Mais en désignant ces groupes de « peuples autochtones », Zelensky, qui est lui-même Juif, a provoqué la colère de la Russie, qui défend avec zèle les intérêts de la minorité ethnique russe d’Ukraine.
Le président russe Vladimir Poutine a réagi avec force, profitant de l’occasion pour attiser davantage les nombreuses tensions interethniques qui existent en Ukraine. Il a protesté contre l’idée induite par le projet de loi selon laquelle les Russes ethniques, qui représentent environ un tiers de la population de l’Ukraine, et d’autres groupes ne sont en quelque sorte pas indigènes.
« La division en catégories de personnes indigènes, de première classe, de seconde classe et ainsi de suite – est tout à fait odieuse, et rappelle les théories de l’Allemagne nazie », a déclaré Poutine mercredi sur la chaîne de télévision Russia 1.
Les historiens s’accordent sur l’idée que les peuples maintenant connus sous le nom de Slaves ont habité les terres de l’Ukraine d’aujourd’hui bien avant l’arrivée des Tatars il y a environ 500 ans. Les Slaves ethniques sont également arrivés des siècles avant les minorités juives.
Mais les cultures slaves ne sont pas menacées de disparaître en Ukraine.

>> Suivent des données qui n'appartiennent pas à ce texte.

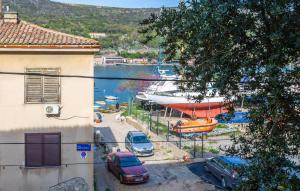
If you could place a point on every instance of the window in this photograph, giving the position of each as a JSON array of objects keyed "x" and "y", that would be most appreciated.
[
  {"x": 42, "y": 149},
  {"x": 42, "y": 89}
]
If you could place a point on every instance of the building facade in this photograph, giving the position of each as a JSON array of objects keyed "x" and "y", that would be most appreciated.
[{"x": 44, "y": 118}]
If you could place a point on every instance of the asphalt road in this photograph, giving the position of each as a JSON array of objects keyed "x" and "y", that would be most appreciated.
[
  {"x": 165, "y": 175},
  {"x": 198, "y": 169}
]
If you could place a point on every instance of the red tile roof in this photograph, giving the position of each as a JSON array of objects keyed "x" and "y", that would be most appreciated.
[{"x": 27, "y": 35}]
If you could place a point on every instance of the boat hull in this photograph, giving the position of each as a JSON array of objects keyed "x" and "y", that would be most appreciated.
[
  {"x": 195, "y": 127},
  {"x": 200, "y": 110}
]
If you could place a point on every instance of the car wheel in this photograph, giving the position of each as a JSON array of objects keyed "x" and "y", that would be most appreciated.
[
  {"x": 121, "y": 179},
  {"x": 223, "y": 181}
]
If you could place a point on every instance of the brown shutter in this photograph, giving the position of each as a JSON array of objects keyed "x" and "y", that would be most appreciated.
[
  {"x": 33, "y": 86},
  {"x": 51, "y": 149},
  {"x": 33, "y": 150},
  {"x": 51, "y": 91}
]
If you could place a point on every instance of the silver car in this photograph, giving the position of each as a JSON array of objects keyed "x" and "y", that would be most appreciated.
[{"x": 138, "y": 143}]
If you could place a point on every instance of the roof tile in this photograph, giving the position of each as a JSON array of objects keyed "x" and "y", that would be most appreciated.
[{"x": 27, "y": 35}]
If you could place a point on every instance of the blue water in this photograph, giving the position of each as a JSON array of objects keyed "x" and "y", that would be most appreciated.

En fait, elles prospèrent suite à la vague de nationalisme survenue à l’occasion du conflit de 2014 – une révolution mouvementée qui a provoqué une ingérence russe.
Les choses sont différentes pour les quelque 300 000 Tatars de Crimée qui vivent en Ukraine et dans des territoires internationalement reconnus comme lui appartenant.
La capture par la Russie de la péninsule de Crimée à l’Ukraine en 2014 a séparé de nombreuses familles de la minorité tatare, qui, même avant la guerre, diminuait en raison de l’assimilation, de l’émigration et d’un faible taux de natalité. La crise financière provoquée par la guerre – en particulier dans l’est de l’Ukraine où vivaient la plupart des Tatars –, a accéléré l’immigration vers les grandes villes et la désintégration de communautés séculaires.
Les Karaïtes et les Krymchaks sont dans une situation bien plus mauvaise. La plupart des quelque 800 Karaïtes vivent en Crimée. En 2007, le Congrès juif euro-asiatique estimait qu’il n’y avait que 300 Krymchaks en Ukraine.
Reconnaissant cela, le projet de loi de Zelensky « favorise le développement de l’identité ethnique, culturelle, linguistique et religieuse des peuples autochtones d’Ukraine », indique le document. Il prévoit un financement spécial pour les projets médiatiques et culturels axés sur la préservation du patrimoine, des langues et de l’éducation des trois groupes désignés par le projet de loi.
Un vif conflit divise de nombreux Russes ethniques et Ukrainiens ethniques dans le pays, qui, depuis cinq ans, a vu l’émergence d’enclaves séparatistes russes ethniques dans ses régions orientales.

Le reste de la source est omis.